It further appeared that, at the time George F. Smith transferred the property to his father, the plaintiff below, said George F. Smith was insolvent.

From a bill of exceptions taken at the trial, to the rulings of the court, it appears that at the close of the evidence counsel for Floyd & Co. asked the court to *instruct the jury that the reserva- [550 tion by the son, in the sale and transfer of his property to his father, rendered such sale or transfer void. The court refused to give such instruction, but instructed the jury that if the sale or transfer of the goods was made to Christian Smith, the plaintiff below, in trust to the use of the grantor, the said George F. Smith, the sale or transfer would thereupon be void. But the court further expressed to the jury their opinion that the article of agreement, proven in the case, did not show a case of conveyance of goods made in trust for the use of the persons making the same,

under the first section of the statute of frauds.

The court further said to the jury, that if the conveyance of the goods was made or obtained to defraud the creditors of the said George F. Smith of their just and lawful debts or damages, then the sale or transfer would be void, although it might appear that the plaintiff (below) had a just claim which he also attempted thereby to secure.

To which refusal to instruct as requested, and to the instruction given, the counsel for the defendants below excepted, and now assign the same for error, as well as the action of the court in overruling their motion for a new trial.

Hoagland & Reed, for plaintiffs in error.
Barcroft & Vorhees, for defendant in error.

Brinkerhoff, C. J. This being an action in the nature of an action of trespass for unlawfully taking and converting property claimed by the plaintiff below under the assignment set forth in the bill of exceptions, the defendants below were under the necessity of claiming and maintaining that said assignment was utterly void and of no effect, and passed to the assignee, as against other creditors, no title whatsoever; and hence they asked the court to

Floyd & Co. v.

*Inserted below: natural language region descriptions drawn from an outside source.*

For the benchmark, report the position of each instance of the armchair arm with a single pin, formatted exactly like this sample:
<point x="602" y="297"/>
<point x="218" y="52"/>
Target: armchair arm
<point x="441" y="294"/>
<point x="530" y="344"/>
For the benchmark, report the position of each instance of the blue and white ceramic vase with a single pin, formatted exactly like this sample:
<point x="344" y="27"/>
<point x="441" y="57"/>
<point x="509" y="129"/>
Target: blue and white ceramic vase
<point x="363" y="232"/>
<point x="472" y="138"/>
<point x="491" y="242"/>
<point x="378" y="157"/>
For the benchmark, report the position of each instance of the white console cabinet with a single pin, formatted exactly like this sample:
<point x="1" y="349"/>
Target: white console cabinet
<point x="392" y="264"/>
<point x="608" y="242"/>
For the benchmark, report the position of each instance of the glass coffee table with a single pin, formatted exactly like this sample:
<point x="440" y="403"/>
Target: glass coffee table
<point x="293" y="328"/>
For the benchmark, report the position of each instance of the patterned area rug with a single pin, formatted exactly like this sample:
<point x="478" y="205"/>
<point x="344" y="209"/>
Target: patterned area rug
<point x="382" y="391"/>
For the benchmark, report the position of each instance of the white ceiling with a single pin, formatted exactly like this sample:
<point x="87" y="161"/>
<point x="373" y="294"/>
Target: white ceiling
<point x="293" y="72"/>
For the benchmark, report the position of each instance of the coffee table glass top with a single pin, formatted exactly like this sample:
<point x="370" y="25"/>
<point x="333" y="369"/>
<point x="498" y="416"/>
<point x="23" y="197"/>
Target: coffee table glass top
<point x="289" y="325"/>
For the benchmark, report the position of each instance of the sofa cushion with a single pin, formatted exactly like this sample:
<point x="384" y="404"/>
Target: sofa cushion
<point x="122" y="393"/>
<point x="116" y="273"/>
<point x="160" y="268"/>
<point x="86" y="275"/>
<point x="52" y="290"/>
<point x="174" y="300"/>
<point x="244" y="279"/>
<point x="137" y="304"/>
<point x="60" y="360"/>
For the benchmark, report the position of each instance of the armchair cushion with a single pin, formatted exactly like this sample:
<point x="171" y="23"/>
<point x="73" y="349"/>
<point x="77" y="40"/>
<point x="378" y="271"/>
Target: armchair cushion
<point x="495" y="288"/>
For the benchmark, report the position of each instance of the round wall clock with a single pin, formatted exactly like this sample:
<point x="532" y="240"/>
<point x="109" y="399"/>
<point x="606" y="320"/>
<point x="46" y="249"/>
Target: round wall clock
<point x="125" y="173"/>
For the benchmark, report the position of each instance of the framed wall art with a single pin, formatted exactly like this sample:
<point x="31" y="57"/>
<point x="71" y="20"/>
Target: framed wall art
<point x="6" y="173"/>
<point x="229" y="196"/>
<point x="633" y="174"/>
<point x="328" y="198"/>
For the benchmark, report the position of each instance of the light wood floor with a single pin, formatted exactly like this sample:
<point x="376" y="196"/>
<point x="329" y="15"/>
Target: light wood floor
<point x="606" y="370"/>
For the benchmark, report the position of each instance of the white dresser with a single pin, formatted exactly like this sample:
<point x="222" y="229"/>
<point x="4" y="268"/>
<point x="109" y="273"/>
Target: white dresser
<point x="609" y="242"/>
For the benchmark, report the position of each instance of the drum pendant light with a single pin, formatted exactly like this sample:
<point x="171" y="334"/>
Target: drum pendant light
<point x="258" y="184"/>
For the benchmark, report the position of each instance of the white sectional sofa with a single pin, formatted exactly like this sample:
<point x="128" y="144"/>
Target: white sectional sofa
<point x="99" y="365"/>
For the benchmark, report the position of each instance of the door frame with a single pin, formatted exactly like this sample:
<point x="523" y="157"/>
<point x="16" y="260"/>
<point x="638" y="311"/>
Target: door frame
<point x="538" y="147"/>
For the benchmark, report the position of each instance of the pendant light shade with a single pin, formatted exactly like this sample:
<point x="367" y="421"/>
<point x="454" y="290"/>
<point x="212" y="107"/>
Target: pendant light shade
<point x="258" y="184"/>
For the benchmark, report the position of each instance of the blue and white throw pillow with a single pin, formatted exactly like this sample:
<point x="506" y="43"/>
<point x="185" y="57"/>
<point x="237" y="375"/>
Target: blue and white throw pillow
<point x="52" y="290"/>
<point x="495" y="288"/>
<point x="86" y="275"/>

Smith.

551] charge the jury, that "the reservation by the son, *in the sale or transfer of the property to his father," of the surplus remaining after the payment of the debts for which the father was bound as surety, "rendered the sale or transfer void." This charge the court below refused to give, thereby, as well as subsequently in express terms, holding that the assignment was not, on its face, and as a matter of law, fraudulent and void. In thus holding, did the court below err? And if it did, what is the effect of the error on the case before us?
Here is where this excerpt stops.